SINGAPORE/JAKARTA - Singaporean bank DBS (DBSM.SI) has made the country's sovereign wealth fund Temasek an offer for its $3.2 billion majority stake in Indonesia's Bank Danamon (BDMN.JK), sources said on Friday, setting up Indonesia's biggest bank takeover.
The acquisition would tap strong potential growth in Indonesian banking and would be the first major deal by DBS Chief Executive Piyush Gupta, who took the helm in late 2009. Over the last two years, he has focused on turning around its existing businesses.
Gupta, a former Citigroup executive, is in Jakarta with a small group of senior managers to thrash out the price and financial conditions, one of the sources told Reuters.
"DBS bosses cancelled all internal meetings and have all gone overseas," the source said.
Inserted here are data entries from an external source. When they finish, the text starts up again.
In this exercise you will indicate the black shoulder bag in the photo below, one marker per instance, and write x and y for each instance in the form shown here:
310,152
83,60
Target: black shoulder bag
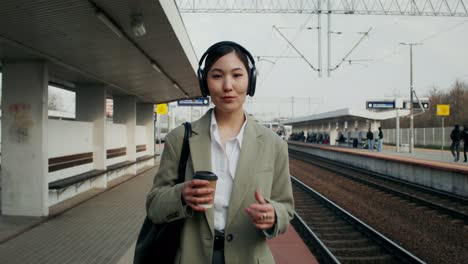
158,243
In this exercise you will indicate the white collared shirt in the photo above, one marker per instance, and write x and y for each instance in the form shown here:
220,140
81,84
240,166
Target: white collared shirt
224,161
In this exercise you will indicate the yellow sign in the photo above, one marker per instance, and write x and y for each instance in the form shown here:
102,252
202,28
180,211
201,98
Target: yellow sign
443,110
161,109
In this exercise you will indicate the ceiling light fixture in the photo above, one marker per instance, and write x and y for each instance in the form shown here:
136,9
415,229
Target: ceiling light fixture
180,89
138,26
108,22
156,67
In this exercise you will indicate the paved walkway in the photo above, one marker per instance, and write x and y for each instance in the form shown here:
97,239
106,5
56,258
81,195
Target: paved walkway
103,229
100,230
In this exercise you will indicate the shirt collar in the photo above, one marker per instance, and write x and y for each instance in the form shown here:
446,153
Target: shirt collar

DBS's biggest deal to date was its $5.8 billion purchase of Hong Kong's Dao Heng Bank in 2001. DBS, Southeast Asia's biggest lender, is itself 29 percent owned by Temasek.
The company declined to comment.
"The Indonesian economy has been doing well. It's good to have a bigger footprint," said Roger Tan, chief executive of SIAS Research, the research arm of the Securities Investors' Association of Singapore (SIAS).
"The question is how much additional value DBS can get and the premium they will have to pay."
The 68 percent stake is valued at around $3.2 billion based on Danamon's last traded price.
Danamon said on Friday its biggest shareholder, controlled by Temasek, received an offer from an unnamed investor to sell the stake and asked for a share trading halt until April 2.
Temasek's Fullerton Financial Holdings TEM.UL also confirmed it had received an offer but did not identify the bidder.
It may not be a smooth deal.
Indonesia has said it could impose bank ownership limits, including those on foreign investors that recently scuttled some cross-border deals.
"DBS finally has the guts to do it but the question is how high is the valuation for Danamon?" said Teguh Hartanto, a senior banking analyst at PT Bahana Securities.
"The challenge for Danamon is harder over the coming years as their cost of funding is expensive compared to other banks and the central bank's rule on loan down payments will also hurt them as they got around 50 percent of annual profit from Adira Finance."
Banking penetration is relatively low in Indonesia, the world's fourth most-populous nation and loan growth is running at 20 percent a year.